The data presented herein indicates that the MNEV and MMOV have significantly higher sensitivity for the detection of vitamin B12 and/or folate deficiencies in a sample compared to MCV. It should be noted that MNEV and MMOV are not affected by iron deficiency or other causes of anemia, unlike MCV.
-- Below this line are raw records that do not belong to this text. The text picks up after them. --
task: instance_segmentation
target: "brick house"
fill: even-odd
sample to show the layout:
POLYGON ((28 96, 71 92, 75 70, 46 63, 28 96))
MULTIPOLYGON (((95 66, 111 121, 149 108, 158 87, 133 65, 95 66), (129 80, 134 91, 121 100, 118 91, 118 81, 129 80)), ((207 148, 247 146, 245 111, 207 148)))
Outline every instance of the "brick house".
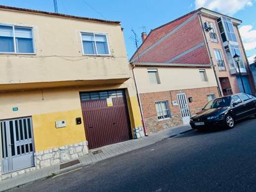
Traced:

Unless defined otherwise in this specification, technical and scientific terms used herein have the same meaning as commonly understood by one of ordinary skill in the art to which this invention belongs and by reference to published texts. All documents listed in this specification and the disclosure of U.S. provisional application No. 61/112,499, are incorporated herein by reference. While the invention has been described with reference to specific embodiments, it is appreciated that modifications can be made without departing from the spirit of the invention. Such modifications are intended to fall within the scope of the appended claims.